I have read their documentation and this guide but believe I may not be doing this correctly. This MRE should allow us to test a number of different string lengths and list sizes to compare performance:
import pandas as pd, tqdm, string, random
from thefuzz import fuzz, process
from concurrent.futures import ThreadPoolExecutor
def generate_string(items=10, lengths=5):
return [''.join(random.choice(string.ascii_letters) for i in range (lengths))] * items
def matching(a, b):
matches = {}
scorers = {'token_sort_ratio': fuzz.token_sort_ratio, 'token_set_ratio': fuzz.token_set_ratio, 'partial_token_sort_ratio': fuzz.partial_token_sort_ratio,
'Quick': fuzz.QRatio, 'Unicode Quick': fuzz.UQRatio, 'Weighted': fuzz.WRatio, 'Unweighted': fuzz.UWRatio}
for x in tqdm.tqdm(a):
best = 0
for _, scorer in scorers.items():
res = process.extractOne(x, b, scorer=scorer)
if res[1] > best:
best = res[1]
matches[x] = res
else:
continue
return matches
list_a = generate_string(100, 10)
list_b = generate_string(10, 5)
with ThreadPoolExecutor(max_workers=5) as executor:
future = executor.submit(matching, list_a, list_b)
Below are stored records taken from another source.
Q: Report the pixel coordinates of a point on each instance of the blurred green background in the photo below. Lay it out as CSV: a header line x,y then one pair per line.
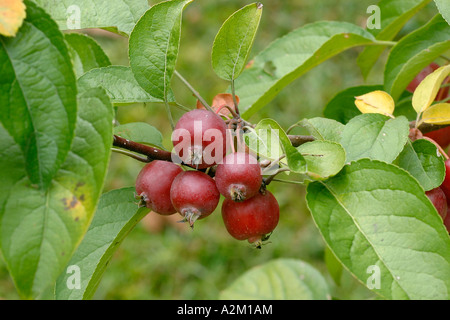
x,y
163,259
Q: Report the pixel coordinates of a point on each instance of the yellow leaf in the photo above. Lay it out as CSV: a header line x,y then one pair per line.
x,y
427,90
375,102
437,114
12,14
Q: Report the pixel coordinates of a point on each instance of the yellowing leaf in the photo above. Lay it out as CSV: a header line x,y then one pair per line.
x,y
437,114
375,102
12,14
427,90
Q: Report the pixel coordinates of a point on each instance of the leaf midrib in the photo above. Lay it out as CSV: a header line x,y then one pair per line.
x,y
364,235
This code runs with no error; how can I use multiple workers to execute these loops in parallel so that the code will run faster?
Thanks to a hint from @Anentropic, I was able to use the following change with multiprocessing
if __name__ == '__main__':
list_a = generate_string(500, 10)
list_b = generate_string(500, 10)
pool = Pool(os.cpu_count()-2)
res = pool.map(matching, zip(list_a, list_b))
norm_res = matching([list_a, list_b])